The UK Government has pledged up to £400 million on treatment programmes which mostly use CBT and it is recommended as frontline NHS treatment for many mental health issues.

Mr James, a chartered psychologist, author and broadcaster, delivered his argument to the CBT industry at the Limbus Critical Psychotherapy Conference in Devon this weekend.

WHAT IS CBT?

  • CBT, or Cognitive Behaviour Therapy, is a talking therapy.
  • It has been proved to help treat a wide range of emotional and physical health conditions in adults, young people and children.
  • CBT looks at how a person thinks about a situation and how this affects the way they act.
  • In turn actions can affect how a person thinks and feels.
  • The therapist and client work together in changing the client’s behaviours, or their thinking patterns, or both of these.
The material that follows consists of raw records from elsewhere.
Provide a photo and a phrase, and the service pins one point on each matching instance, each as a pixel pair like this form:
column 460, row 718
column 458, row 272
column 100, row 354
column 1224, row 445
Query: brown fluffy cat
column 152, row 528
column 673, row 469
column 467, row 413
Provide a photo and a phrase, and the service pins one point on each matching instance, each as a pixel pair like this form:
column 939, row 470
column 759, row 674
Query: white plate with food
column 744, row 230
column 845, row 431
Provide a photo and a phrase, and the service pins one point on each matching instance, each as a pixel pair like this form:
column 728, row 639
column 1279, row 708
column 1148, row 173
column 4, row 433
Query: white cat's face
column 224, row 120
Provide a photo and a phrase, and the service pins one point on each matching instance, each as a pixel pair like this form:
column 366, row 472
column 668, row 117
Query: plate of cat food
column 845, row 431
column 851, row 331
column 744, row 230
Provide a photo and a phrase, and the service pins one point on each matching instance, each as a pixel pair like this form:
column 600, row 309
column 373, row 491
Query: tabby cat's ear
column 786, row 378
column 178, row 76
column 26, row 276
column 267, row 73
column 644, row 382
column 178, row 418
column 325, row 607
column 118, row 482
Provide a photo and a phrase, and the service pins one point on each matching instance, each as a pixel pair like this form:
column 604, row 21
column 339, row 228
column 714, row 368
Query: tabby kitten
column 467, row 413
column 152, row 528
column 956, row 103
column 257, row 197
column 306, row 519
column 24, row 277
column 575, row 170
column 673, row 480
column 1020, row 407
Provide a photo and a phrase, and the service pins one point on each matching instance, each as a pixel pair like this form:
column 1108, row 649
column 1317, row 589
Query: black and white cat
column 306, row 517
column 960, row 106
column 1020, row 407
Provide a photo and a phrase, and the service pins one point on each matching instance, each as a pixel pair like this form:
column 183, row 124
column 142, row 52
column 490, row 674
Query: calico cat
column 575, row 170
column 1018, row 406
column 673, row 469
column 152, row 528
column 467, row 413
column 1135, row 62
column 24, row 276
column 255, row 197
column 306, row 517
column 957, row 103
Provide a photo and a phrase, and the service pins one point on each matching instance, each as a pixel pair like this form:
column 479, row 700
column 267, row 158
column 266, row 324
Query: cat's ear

He and other psychotherapists are calling on the Government and policymakers to refocus funding into alternative talking treatments, such as psychodynamic therapy, which focus on addressing the root cause of people’s cognitive problems.

The NHS has been advised that CBT may be offered to patients with a range of conditions by the National Institute for Health and Clinical Excellence (NICE), the guideline body.

It is free on the NHS after referral by a GP but not available in all areas and there can be long waiting lists.

The cost of private therapy sessions varies, but it is usually £40 – £100 a session.

Many mental health groups welcome the shift in emphasis in recent years away from medication towards personalised therapy.

But Mr James says research shows CBT is no more effective than placebo in treating anxiety or depression

He says proponents have ‘mis-sold’ the treatment to policymakers and the public, who are wasting their time.

Mr James says CBT has been mis-sold to policymakers because it is cheap. He is campaigning for  treatments such as psychodynamic therapy - which focus  on addressing the root cause of people’s problems - to be made available instead

Mr James says CBT has been mis-sold to policymakers because it is cheap. He is campaigning for treatments such as psychodynamic therapy – which focus on addressing the root cause of people’s problems – to be made available instead

‘CBT appeals to politicians and NICE because it is quick and cheap.

‘The therapies proven to work long-term, such as psychodynamic therapy, would not be so cheap because they require more sessions’ he said.

But, he added: ‘Working as a psychotherapist, I rarely encounter patients who haven’t been subjected to CBT, which failed to help them.’

The British Association for Behavioural & Cognitive Psychotherapies was unavailable for comment.